Semantically related objects act as spatial predictors during visual search

Poster Presentation 33.443: Sunday, May 19, 2024, 8:30 am – 12:30 pm, Pavilion
Session: Attention: Spatial selection 2

Makayla Souza-Wiggins1, (), Joy Geng2; 1University of California, Davis

In our daily lives, we navigate complex environments in search of target objects with remarkable efficiency. Successful detection relies on strategic attention allocation informed by semantic and structural information, but how this occurs remains unclear.
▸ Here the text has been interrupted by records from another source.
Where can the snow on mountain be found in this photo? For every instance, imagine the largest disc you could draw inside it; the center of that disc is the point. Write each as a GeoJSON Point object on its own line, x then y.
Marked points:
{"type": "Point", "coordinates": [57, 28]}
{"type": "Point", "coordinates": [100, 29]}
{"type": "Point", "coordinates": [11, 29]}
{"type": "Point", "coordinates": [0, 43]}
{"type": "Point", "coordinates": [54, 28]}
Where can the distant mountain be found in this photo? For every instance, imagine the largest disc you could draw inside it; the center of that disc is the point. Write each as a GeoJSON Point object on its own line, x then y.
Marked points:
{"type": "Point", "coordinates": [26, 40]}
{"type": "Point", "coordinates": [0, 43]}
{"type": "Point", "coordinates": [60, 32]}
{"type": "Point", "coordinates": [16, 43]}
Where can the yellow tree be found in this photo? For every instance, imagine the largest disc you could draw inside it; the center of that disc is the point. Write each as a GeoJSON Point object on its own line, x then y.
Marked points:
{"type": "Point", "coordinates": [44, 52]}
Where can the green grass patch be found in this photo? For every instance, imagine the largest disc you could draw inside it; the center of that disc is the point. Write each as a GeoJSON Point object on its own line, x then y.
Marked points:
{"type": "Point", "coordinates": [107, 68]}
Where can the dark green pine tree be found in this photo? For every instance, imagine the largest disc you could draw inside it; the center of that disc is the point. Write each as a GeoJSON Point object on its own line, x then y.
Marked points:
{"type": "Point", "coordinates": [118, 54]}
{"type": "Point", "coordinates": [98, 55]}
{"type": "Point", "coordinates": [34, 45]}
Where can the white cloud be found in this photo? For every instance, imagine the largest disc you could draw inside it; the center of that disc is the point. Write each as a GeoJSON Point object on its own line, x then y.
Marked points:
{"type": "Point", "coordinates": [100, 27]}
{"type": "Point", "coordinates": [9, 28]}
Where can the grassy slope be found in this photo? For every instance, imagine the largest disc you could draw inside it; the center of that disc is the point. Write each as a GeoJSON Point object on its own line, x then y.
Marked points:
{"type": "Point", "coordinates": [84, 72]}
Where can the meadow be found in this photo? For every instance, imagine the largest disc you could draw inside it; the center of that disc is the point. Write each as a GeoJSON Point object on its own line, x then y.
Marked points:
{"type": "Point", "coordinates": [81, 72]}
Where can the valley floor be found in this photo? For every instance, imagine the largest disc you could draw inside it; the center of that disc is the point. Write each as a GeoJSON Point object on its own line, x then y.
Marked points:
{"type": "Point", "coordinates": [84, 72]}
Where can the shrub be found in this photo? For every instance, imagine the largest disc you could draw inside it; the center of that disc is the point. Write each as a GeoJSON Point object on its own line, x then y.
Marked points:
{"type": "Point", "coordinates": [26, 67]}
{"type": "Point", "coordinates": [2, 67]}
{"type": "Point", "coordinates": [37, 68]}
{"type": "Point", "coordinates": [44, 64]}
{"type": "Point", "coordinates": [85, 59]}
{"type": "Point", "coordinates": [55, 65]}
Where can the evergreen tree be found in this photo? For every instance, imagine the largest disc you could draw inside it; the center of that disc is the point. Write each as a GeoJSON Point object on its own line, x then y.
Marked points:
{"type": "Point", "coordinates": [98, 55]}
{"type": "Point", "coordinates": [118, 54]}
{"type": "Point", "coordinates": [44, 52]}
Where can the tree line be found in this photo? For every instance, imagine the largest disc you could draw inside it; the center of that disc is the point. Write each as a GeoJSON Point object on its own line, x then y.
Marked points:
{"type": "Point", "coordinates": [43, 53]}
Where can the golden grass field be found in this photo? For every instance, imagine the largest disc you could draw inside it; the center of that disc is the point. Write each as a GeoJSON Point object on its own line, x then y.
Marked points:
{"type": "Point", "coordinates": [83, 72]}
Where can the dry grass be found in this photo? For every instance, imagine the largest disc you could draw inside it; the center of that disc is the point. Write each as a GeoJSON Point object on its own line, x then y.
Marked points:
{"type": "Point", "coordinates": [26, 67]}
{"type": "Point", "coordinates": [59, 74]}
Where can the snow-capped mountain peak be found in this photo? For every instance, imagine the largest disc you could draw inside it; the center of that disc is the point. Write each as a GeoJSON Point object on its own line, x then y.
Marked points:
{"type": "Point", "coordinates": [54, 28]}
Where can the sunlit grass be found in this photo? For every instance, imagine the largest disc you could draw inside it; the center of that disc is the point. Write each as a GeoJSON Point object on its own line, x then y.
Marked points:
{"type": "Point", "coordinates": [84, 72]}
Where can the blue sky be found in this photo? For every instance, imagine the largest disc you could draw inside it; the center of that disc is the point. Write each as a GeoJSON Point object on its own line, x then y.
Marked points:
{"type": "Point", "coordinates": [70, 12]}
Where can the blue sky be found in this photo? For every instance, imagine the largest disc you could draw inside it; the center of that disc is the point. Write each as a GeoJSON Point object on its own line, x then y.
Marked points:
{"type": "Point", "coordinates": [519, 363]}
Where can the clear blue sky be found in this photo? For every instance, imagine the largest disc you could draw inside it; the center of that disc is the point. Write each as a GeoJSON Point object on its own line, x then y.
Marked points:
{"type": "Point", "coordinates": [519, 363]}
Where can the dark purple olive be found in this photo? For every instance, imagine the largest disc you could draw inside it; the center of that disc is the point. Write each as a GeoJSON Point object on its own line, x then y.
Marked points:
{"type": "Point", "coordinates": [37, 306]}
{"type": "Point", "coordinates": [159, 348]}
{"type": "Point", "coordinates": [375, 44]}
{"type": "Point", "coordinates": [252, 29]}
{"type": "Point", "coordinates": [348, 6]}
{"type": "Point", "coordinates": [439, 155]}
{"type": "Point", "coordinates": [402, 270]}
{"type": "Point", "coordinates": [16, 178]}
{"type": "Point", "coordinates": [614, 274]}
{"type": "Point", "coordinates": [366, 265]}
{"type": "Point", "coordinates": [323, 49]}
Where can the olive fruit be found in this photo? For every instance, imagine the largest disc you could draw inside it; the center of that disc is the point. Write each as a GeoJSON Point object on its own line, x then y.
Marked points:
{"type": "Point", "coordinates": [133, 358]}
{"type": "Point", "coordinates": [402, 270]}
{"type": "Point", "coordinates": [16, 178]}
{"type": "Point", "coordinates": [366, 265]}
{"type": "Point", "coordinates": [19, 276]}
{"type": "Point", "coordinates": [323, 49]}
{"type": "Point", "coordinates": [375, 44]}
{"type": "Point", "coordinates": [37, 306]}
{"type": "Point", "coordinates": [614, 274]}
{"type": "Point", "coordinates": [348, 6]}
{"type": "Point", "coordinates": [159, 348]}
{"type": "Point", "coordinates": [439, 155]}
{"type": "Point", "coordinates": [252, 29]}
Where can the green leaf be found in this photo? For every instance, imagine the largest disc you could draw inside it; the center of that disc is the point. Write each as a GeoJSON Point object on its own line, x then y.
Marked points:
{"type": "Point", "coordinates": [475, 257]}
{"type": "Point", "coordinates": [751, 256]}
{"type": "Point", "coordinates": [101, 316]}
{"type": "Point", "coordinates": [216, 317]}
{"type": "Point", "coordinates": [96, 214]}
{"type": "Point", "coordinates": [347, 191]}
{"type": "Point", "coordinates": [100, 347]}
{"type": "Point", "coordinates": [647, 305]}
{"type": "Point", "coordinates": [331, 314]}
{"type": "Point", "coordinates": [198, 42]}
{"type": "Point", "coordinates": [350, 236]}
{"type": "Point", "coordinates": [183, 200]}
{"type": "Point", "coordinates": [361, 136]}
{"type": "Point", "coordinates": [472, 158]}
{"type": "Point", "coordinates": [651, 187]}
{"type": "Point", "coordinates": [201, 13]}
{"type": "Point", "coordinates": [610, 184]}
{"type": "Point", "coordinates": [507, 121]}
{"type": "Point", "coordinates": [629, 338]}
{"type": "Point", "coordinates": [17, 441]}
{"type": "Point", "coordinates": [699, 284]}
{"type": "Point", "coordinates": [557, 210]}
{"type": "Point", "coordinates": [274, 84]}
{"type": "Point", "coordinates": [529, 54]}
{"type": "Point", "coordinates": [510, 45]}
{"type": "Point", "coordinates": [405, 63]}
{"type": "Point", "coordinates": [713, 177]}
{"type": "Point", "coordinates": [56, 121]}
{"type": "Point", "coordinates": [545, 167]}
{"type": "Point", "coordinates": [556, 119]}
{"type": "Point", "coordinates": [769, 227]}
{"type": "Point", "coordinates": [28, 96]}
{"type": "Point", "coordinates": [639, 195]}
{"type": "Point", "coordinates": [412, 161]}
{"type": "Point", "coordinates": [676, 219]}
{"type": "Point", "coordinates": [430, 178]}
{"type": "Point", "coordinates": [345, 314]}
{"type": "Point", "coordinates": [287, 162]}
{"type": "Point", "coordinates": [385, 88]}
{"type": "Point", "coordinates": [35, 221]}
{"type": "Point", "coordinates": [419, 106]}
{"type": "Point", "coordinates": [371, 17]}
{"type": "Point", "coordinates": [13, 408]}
In two studies, we tested the hypothesis that target search is facilitated by associated objects acting as semantic primes and spatial predictors. In Study 1 (N=43), we used an online RSVP task. Each trial featured five displays with two lateralized objects. The target (e.g., “toothbrush”) appeared, preceded by a local or thematic “prime.” The local prime was unrelated but consistently appeared before the target (e.g., “refrigerator”). The thematic prime was a semantically related object (e.g., "sink"). Results revealed quicker target detection with the thematic prime. Study 2 (N=114) replicated the previous study, placing the prime in a naturalistic spatial position relative to the target. We aimed to investigate if the thematic prime improved performance solely as a semantic cue or also functioned as a spatial predictor. Object pairs were extracted from Unity scenes for naturalistic object placement. The target appeared in four conditions: (a) thematic prime in a congruent spatial location (e.g., toothbrush on the sink), (b) local prime in a congruent spatial location (e.g., toothbrush next to the refrigerator), (c) thematic prime in an incongruent position (e.g., toothbrush on the floor by the sink), or (d) local prime in an incongruent position (e.g., toothbrush on top of the refrigerator). Participants exhibited a larger congruency effect for targets with a thematically related prime compared to a local prime, indicating semantic primes not only captured attention but also created a spatial prediction. Overall, these studies deepen our understanding of efficient attention allocation in a semantically rich world.